When Linux kernel runs on NUMA, each NUMA node has partially separate memory management. There is echo '?' > /proc/sysrq-trigger
function “Will dump current memory info to your console.” of SysRq (implemented as sysrq_handle_showmem
and show_mem
) to get basic memory statistics for every NUMA node to system console, dmesg and system kernel log.
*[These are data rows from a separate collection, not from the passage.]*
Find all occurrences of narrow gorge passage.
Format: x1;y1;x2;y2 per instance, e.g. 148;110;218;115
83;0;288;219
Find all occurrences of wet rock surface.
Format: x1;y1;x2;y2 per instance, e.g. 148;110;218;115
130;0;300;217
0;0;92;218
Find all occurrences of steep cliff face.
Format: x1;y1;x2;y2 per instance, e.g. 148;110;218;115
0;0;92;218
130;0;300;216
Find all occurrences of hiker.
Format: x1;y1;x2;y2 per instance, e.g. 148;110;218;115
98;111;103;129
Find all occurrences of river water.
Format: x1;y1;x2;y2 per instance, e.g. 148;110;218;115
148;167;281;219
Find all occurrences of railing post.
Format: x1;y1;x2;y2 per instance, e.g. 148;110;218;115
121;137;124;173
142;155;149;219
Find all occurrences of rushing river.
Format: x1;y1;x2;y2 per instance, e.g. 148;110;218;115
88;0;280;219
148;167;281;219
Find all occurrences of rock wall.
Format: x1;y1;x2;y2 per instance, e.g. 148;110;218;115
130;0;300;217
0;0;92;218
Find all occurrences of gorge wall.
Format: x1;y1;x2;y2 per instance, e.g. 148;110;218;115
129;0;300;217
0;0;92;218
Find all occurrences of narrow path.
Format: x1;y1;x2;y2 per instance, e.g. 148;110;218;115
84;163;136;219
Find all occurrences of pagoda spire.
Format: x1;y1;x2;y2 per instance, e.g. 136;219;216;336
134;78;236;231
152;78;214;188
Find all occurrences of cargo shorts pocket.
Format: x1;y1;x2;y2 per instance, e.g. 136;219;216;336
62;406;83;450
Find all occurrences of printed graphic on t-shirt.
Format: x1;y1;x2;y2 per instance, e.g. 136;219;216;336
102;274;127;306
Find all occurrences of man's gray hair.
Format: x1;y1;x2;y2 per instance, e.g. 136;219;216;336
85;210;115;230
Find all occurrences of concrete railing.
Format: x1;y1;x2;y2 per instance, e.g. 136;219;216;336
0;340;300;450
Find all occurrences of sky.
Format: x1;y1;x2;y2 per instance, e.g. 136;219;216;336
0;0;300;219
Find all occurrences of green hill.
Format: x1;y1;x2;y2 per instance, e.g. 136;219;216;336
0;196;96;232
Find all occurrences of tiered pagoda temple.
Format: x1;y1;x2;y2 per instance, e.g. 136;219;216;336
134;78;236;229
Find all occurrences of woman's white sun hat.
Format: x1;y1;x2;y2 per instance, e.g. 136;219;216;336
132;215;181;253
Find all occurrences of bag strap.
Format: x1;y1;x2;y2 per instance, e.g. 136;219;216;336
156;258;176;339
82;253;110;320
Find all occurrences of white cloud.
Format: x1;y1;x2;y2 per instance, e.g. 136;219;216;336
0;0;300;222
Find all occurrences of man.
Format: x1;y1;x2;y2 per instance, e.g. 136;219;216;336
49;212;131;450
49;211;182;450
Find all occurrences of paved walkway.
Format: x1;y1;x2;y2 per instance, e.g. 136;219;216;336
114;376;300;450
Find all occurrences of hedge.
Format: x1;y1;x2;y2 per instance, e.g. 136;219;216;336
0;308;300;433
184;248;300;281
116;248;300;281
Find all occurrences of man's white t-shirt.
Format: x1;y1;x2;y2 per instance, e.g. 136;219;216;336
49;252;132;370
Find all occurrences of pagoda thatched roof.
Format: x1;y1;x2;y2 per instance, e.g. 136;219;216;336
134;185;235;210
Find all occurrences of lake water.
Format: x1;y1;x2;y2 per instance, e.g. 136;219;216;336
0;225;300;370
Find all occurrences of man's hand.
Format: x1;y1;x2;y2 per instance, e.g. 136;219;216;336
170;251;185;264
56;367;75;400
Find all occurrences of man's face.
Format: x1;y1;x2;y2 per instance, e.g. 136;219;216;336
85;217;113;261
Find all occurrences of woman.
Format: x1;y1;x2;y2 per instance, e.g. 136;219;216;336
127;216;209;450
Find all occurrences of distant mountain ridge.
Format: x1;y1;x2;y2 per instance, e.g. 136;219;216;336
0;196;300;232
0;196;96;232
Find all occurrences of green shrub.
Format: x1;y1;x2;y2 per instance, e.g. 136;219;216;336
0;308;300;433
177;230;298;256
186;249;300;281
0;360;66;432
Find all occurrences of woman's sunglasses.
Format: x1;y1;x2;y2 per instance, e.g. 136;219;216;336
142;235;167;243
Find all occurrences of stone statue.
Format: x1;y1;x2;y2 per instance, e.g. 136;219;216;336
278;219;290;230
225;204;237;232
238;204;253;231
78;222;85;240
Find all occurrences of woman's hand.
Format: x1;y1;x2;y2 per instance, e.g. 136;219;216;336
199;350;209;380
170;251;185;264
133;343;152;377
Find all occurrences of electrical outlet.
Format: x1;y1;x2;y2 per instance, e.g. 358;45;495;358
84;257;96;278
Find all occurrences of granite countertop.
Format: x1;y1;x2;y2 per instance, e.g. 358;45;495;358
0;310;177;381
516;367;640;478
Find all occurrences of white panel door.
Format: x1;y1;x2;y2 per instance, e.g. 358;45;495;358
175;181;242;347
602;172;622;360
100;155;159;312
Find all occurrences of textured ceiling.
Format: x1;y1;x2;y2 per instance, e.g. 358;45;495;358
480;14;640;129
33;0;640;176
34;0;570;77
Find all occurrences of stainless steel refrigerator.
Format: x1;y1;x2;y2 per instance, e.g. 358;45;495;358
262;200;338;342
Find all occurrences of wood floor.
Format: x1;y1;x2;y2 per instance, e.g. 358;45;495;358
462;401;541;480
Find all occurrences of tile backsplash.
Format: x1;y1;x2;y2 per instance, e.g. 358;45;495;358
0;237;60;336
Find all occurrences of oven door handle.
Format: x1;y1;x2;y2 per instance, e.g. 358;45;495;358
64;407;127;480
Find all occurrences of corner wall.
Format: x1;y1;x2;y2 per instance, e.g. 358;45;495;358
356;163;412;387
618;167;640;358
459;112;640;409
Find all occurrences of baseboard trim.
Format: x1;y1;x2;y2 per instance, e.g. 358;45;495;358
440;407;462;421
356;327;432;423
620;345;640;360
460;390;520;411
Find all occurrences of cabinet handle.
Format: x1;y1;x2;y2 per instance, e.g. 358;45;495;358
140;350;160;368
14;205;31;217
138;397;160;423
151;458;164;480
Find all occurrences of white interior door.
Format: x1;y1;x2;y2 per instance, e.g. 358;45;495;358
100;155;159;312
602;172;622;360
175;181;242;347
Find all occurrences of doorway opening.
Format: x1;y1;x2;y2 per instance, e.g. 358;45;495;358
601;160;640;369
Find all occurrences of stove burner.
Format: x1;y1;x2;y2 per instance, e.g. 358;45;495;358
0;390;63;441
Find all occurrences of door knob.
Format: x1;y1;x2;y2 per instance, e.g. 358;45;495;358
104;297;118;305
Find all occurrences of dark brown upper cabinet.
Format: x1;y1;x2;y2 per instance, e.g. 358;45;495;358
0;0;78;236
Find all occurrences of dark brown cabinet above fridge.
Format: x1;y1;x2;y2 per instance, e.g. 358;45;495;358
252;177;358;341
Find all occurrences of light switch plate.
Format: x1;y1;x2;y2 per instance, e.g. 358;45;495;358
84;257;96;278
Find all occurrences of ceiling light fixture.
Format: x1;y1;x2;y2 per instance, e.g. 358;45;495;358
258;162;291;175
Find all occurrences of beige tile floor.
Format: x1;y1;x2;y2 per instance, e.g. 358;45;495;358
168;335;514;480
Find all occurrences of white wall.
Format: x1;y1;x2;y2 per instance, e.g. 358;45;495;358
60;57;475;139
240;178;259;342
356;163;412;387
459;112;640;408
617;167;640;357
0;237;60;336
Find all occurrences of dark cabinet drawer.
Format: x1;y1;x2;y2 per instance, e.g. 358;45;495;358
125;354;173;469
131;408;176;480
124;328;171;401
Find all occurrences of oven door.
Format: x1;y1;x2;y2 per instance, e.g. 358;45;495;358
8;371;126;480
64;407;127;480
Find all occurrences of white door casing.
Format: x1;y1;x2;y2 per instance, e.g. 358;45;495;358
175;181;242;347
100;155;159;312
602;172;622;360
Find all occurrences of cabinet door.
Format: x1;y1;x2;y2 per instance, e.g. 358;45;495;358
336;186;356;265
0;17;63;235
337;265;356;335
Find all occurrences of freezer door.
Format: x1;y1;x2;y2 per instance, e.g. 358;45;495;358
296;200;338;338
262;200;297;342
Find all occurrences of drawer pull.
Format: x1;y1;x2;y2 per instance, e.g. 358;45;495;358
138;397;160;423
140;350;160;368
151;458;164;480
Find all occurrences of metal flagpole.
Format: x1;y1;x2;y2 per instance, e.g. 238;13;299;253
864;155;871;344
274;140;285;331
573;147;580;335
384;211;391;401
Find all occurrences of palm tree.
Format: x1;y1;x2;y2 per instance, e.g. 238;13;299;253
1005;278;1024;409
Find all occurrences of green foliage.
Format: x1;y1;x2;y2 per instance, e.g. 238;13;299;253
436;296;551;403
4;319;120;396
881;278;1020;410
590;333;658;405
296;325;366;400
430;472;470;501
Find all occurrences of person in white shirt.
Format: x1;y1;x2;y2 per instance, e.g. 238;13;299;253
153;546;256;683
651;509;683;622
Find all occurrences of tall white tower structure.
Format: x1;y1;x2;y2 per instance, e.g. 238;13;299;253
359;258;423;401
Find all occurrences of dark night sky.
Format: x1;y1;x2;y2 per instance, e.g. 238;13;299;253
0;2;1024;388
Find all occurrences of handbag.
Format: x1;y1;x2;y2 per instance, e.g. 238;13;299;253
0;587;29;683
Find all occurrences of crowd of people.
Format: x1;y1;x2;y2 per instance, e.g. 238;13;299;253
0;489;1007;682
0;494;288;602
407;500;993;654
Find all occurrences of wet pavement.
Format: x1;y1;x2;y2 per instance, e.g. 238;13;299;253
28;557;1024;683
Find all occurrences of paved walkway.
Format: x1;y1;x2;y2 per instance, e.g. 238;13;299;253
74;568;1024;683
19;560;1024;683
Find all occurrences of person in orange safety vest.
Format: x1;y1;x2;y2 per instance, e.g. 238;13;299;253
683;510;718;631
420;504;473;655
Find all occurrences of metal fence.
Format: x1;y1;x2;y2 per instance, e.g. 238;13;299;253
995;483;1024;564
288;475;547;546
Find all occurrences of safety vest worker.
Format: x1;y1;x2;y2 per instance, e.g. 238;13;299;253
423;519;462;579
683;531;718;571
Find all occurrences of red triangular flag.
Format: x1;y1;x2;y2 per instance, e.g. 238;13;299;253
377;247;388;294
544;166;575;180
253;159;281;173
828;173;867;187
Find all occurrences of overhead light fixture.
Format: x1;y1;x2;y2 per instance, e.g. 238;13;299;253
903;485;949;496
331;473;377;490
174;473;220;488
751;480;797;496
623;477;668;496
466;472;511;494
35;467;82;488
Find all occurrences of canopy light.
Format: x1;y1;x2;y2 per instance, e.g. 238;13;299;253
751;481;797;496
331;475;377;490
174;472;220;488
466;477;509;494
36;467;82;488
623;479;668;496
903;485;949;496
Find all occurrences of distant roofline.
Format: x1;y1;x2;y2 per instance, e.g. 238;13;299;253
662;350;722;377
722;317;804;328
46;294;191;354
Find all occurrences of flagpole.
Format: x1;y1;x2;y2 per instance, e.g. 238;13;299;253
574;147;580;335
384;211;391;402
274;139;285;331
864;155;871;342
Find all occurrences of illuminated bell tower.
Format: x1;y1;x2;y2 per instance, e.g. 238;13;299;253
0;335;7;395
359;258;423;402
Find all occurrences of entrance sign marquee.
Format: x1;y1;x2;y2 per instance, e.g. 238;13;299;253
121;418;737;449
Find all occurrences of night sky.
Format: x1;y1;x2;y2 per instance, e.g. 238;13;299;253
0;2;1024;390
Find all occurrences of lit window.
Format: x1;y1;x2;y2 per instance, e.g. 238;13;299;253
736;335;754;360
As I understand, there is data printed on memory usage by kernel’s disk cache (page cache) for every NUMA node, probably from active_file:%lu inactive_file:%lu
code of show_free_areas
. (The line cached from free
tool output?)
I want to monitor disk cache usage over numa nodes for long amounts of time with frequent updates; and I want not to fill entire console and dmesg with outputs from SysRq-m
. I plan to find how multi-process or multi-threaded programs (not bound to core or node with affinity) interacts with pagecache pages placed in other node memory.
Is this information (pagecache memory usage per NUMA node) published for program access without using sysrq, by reading and parsing some special files in /proc
or in /sys
? Or is it needed to write new kernel module for this?
free
tool uses /proc/meminfo
to print cache Memory used by the page cache and slabs for entire system; not for every NUMA node. I was unable find per-numa memory stats in http://man7.org/linux/man-pages/man5/proc.5.html man page of proc 5.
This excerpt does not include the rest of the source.